Happy memories of John continue to sneak up on me. He'd thought I was joking when I'd told him that the Pittsburgh sex-crimes police chipperly answer their phone with a singsongish “Sex Assault, may I help you?” But they really do; at least, one of them really does, and she answers often. John and I had had a good laugh.

At the funeral, everything is perfect—the music from Duruflé's requiem, the thoughtful prayers—except for the slim, black-clad undertaker who accompanies the coffin down the aisle, looking ominous and frightening, like the child-catcher from
Chitty
Chitty Bang
Bang
. Perhaps, though, that's perfect, too. Death is terrible, especially early death. It should look it.

The men and women of the choir sing here, but the boys don't. We chorister families sit together, our sons wearing ties striped in thick bands of black and red, the college colors, with a thin gold line to represent the choir. The cathedral is full, its high, high ceiling painted with angels, and its long, long aisle filled with procession. My two worlds are growing wider apart. My American life has become ridiculously hard-boiled, starring detectives and set in courtrooms, as if it comes bound in paperback with a titillating but painterly cover illustration. My Cambridge life, in contrast, has
taken on the formal tone of an illuminated manuscript: profound medieval scenes touched with gold.

While chaperoning the last day of recording the new CD last week, I'd gotten to sit in the vestry with the record company's producer and engineer.

After the final take of the final song, and the announcement that the tally of all takes that week had been in the hundreds, the last act had been to record a minute of the ambient noise of the chapel, the unique sound of that room with the choir, just sitting still and voiceless, in it.

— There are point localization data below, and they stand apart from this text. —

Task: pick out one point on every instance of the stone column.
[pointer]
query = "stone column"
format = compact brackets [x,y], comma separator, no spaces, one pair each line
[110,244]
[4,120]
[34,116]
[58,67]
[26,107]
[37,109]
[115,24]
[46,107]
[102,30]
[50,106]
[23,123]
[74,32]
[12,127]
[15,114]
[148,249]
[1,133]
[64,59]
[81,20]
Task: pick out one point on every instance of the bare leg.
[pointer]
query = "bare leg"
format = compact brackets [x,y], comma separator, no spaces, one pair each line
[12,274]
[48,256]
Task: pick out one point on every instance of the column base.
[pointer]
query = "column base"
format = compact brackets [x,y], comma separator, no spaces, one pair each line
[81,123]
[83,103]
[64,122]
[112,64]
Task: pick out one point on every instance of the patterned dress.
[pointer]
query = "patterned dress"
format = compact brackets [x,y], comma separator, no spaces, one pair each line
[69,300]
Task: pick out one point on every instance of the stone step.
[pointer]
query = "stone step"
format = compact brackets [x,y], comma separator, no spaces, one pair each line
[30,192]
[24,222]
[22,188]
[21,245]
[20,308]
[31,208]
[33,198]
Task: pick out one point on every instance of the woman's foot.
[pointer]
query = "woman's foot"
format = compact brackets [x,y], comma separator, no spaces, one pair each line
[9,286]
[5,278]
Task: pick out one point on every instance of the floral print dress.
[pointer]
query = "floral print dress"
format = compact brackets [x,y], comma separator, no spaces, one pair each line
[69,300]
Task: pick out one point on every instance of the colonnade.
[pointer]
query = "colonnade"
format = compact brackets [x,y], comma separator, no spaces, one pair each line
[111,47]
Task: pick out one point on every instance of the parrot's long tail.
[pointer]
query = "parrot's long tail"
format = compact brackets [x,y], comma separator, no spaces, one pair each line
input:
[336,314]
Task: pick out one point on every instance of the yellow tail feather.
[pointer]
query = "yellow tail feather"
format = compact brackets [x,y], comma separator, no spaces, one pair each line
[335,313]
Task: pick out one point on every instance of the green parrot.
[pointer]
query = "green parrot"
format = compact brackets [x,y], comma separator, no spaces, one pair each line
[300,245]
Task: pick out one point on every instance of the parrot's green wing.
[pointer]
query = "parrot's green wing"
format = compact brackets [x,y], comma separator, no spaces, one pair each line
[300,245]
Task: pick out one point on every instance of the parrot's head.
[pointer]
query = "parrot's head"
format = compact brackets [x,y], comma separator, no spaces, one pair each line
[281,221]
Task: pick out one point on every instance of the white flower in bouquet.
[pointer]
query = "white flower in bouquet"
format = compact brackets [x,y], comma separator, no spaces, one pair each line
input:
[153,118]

It's a kind of silence, but not complete. The presence of people buzzes, and the walls of the chapel make that buzzing bounce, just under what we consciously notice. That sound will be used as filler as the best bits are matched together for the final cut.

I love the idea of unique silence, that they can't use just any nothing, and certainly not actual nothing. Apparently, silences have character, depending on where you are and who it is that's not making any noise.